Automated production line results in improved efficiency and sustainabilityClose cooperation between Hendriks precon and MorgenWonen
Well over a century after mass production made its appearance in the automotive industry, this production method is now creating a furore in the construction sector. Higher capacity, more sustainable production, reduced construction lead times and improved efficiency are the result. A good example of this ‘Construction 4.0’ is provided by MorgenWonen – a pioneering construction standard, whereby all essential elements of a home are manufactured in the factory as ready-made Lego blocks. For example, concrete floor elements are manufactured using a far-reaching automated production line developed in close cooperation with Hendriks precon. We visited the factory, located just across the border with Germany.

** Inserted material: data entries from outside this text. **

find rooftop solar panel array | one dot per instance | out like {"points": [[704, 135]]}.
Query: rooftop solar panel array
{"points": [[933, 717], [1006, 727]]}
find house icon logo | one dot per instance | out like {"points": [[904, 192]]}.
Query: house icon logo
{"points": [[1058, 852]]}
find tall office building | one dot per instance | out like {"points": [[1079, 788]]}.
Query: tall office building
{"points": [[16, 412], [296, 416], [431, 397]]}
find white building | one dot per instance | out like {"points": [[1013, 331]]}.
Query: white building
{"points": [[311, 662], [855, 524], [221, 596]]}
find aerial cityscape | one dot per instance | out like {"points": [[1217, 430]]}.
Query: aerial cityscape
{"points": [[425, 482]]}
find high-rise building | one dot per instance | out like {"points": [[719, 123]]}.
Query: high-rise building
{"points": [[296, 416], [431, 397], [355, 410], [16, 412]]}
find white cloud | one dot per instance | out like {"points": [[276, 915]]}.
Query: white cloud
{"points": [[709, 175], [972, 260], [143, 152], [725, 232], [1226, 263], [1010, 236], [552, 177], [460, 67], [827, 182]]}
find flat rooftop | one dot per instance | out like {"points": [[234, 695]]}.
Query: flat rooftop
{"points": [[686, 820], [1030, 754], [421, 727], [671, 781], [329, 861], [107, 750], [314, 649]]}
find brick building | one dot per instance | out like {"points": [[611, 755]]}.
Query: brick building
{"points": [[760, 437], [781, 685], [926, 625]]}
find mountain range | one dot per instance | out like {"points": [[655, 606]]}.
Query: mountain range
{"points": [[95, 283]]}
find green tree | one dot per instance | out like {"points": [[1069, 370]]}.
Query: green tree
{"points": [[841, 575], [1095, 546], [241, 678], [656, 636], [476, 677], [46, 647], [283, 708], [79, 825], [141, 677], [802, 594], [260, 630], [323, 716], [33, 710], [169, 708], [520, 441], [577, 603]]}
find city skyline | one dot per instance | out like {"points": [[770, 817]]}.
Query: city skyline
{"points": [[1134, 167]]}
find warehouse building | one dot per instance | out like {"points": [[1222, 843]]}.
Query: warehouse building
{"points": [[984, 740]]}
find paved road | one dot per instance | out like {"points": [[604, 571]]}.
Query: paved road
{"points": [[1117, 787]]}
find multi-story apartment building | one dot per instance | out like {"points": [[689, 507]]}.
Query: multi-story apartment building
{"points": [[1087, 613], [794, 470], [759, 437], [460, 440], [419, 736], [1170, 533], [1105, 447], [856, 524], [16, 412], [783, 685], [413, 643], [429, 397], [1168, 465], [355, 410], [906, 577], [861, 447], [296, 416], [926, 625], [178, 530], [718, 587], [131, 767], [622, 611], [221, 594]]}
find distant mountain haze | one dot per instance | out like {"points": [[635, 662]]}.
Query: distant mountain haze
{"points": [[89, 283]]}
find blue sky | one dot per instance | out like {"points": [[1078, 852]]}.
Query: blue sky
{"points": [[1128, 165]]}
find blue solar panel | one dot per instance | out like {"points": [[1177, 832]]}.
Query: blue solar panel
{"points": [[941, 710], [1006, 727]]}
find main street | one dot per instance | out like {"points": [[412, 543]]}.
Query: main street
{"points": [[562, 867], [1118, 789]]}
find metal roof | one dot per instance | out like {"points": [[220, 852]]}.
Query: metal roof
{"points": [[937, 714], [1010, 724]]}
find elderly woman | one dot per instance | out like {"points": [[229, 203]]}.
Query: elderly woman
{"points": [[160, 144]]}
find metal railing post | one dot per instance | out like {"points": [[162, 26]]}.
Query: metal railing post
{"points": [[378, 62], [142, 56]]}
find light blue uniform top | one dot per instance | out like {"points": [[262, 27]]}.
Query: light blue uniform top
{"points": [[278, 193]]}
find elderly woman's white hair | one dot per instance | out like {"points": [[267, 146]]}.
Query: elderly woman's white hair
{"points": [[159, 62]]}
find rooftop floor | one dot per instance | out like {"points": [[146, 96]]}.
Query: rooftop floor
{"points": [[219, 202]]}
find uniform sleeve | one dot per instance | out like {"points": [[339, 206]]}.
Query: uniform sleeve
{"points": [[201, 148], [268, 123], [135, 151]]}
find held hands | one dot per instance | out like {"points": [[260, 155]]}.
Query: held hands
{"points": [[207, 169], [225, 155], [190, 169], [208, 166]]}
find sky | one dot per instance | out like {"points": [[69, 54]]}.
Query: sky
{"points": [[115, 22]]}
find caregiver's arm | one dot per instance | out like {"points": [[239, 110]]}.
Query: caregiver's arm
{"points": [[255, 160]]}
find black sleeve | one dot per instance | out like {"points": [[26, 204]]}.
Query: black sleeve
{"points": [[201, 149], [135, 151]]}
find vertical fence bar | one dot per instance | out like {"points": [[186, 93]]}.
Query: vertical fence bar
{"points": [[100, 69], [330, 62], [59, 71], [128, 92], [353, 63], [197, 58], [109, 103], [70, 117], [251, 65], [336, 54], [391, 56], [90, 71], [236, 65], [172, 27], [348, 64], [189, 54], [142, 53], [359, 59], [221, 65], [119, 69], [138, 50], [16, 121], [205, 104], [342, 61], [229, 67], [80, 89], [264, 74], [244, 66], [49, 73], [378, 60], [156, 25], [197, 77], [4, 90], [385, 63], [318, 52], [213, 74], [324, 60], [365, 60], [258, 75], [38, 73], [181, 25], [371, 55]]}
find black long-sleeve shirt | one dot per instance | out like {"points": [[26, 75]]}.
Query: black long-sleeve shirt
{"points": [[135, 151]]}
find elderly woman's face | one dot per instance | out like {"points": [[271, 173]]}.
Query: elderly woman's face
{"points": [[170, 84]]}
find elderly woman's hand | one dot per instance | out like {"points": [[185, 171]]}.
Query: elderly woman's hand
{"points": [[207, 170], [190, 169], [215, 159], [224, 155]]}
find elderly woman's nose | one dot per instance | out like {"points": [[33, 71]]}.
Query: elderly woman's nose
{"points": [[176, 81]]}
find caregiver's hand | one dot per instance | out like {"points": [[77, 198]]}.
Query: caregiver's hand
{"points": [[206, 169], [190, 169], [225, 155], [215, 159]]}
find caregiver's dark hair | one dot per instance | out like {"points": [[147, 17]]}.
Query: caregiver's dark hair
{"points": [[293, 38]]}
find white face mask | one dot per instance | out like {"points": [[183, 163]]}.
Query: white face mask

Five years ago, MorgenWonen started working on developing a concept that would make it possible to construct homes faster, more sustainably, cheaper and more efficiently. Automated, in-factory production is a key element of this concept. This includes the production of various components, such as floors, walls, the roof and the bathroom: all of the home’s components are as much as possible manufactured on the production line. Eric Pot of Volker Wessels, the originator of this concept: “In-factory production considerably reduces construction time. The industrial production is combined with a high degree of automation. This not only as much as possible optimises products and the production process, it also facilitates greater sustainability.” The latter also includes a more environmentally conscious use of raw materials. Eric Pot: “Since concrete is a key component of the construction process, it is important to use the raw materials employed for this purpose as smart and efficiently as possible. Far-reaching automation supports this aim.”
Automated floor production
The company turned to Hendriks precon for the automated production of concrete floor elements. “We had been working together on various projects in the past and were very satisfied with our mutual cooperation. Hendriks precon demonstrated its expertise time after time,” says Eric Pot. “To be able to automate the production line, we needed a partner who could participate together with us in the production technology League of Champions. Hendriks precon is such a partner. Approaching this company therefore was an obvious next step.”
Normally, the automated production of floor elements is carried out either vertically or horizontally. For MorgenWonen, Hendriks precon combined both production techniques into a single automated production line. This makes it possible to comfortably make the necessary preparations horizontally, while the vertical production guarantees high-quality visible work on both sides of the concrete floor.
Different generations and specialists within Hendriks precon worked together on the development of the automated production line. Wim Jochems of Hendriks precon: “Together with the customer, we were able to combine the refreshing insights of a number of young, smart developers with the knowhow and insights of several experienced old-hands in this field.”
The production line is as impressive as it is innovative. In total, the line comprises 30 production tables, each measuring 8 x 3.5 metres. The work is prepared horizontally on these tables. This provides for an efficient and ergonomic workflow during which all installations, recesses and rebar are installed on a flat table. Next the tables are tipped into a vertical position in a single motion. The edges of the formwork close automatically during this operation. Because the concrete pressure during vertical production is much higher than it is during horizontal production, the edges are locked in a unique and sturdy way.
For the actual production, the tables are positioned one behind the other like dominoes, whereby the back of one table forms the front of the next table. Once in a vertical position, the table formwork is filled with concrete. In contrast to the usual way of pouring concrete on construction sites, the tables here are filled from the bottom up. This is also the key to the visible quality of the ultimate concrete surface. This is because filling the formwork from the bottom prevents air bubbles from becoming trapped in the concrete mixture.
Innovative production line
The production line houses numerous such innovations. A good example of this is the concrete manipulator that at the end of the line picks up the concrete floor elements off the table while they are not yet fully cured. The clamping force required for this purpose is automatically distributed across the 10-tonne element in a smart way. Once unloaded, the table formwork is cleaned at a single location after which it is oiled again for the next batch. While these activities elsewhere are generally carried out manually, a fully automated approach was adopted here – remarkable, innovative and efficient.